The Arab revolution is facing its first obstacle, in the shape of a tyrant, Colonel Muammar Gaddafi, who suffers from delusions of grandeur, awarding himself God-like status. One of the major differences between Egypt, Tunisia and Libya, is that the latter has not really got a national Army charged with protecting the people from external threats, but a collection of militias, with the ones best armed and trained those controlled by Gaddafi, his sons or his tribe. They are charged with protecting him, his sons and the rest of the gang. Abdel Bari Atwan in Al-Quds Al-Arabi Arabic newspaper identifies the problem "as that residing in the tribal nature of Libyan society with Gaddafi sitting on billions of dollars, which he is using to buy the loyalty and allegiance of powerful people and their followers, and to pay mercenaries from neighbouring African countries."

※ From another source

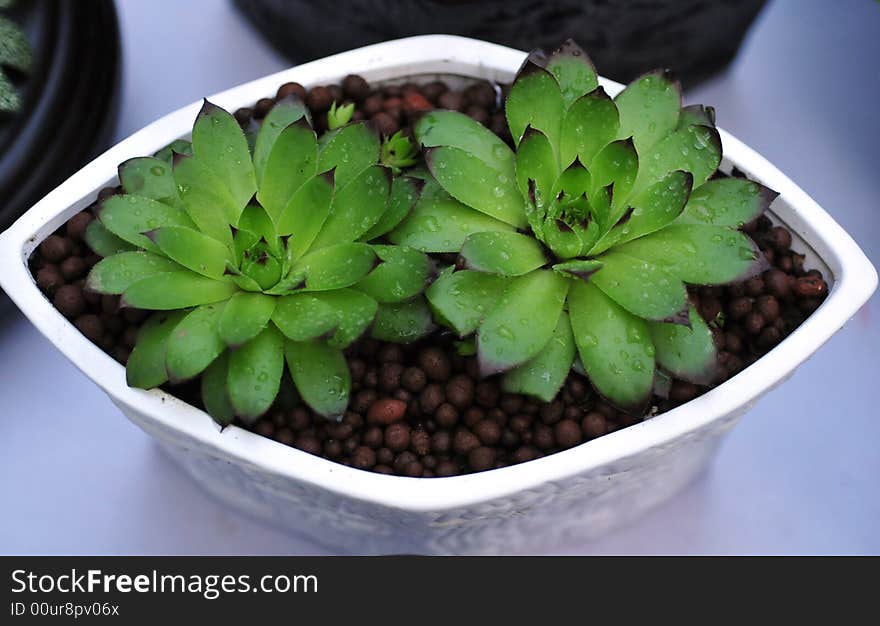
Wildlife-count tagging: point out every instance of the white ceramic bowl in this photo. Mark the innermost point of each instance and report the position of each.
(574, 494)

However, even with such bribes, people on his side have shown no enthusiasm for supporting him, with many reports of desertions and massacres of those refusing to fight the Libyan opposition, and of pilots deliberately missing their targets, with others defecting to Malta rather than carry out orders to bomb peaceful protesters. The morale of the pro-democracy revolutionaries, in contrast, is understandably high, for their causes of freedom, dignity and human rights are noble ones.
The temptation in the west to intervene militarily is strong but must be resisted at all costs. The west would claim that their intervention would be for humanitarian reasons, to see an end to the despotic regime, and to prevent the tyrant from killing his own people. Some would argue that the real reason is to end uncertainty that is driving the price of oil ever higher, and to ensure some influence on events and on whoever replaces the dictator, and thus protect their interests as they see them. The people of Libya would also like to see a swift end to this gangster-form of rule that has enslaved them all these years. They want a future where they can live a dignified life, with their aspirations to be free and their human rights respected. The west, having been caught hesitating in their support for the revolutions in Tunisia and Egypt, responded rightly, in my opinion, in quickly supporting the revolutionaries in Libya. The use of the UN and the International Criminal Court to isolate Gaddafi and his cronies, and to indict those responsible for war crimes, combined with freezing the assets of members of the regime, are all good things, and may hasten his downfall. Let us not spoil it all by overegging the pudding with military intervention.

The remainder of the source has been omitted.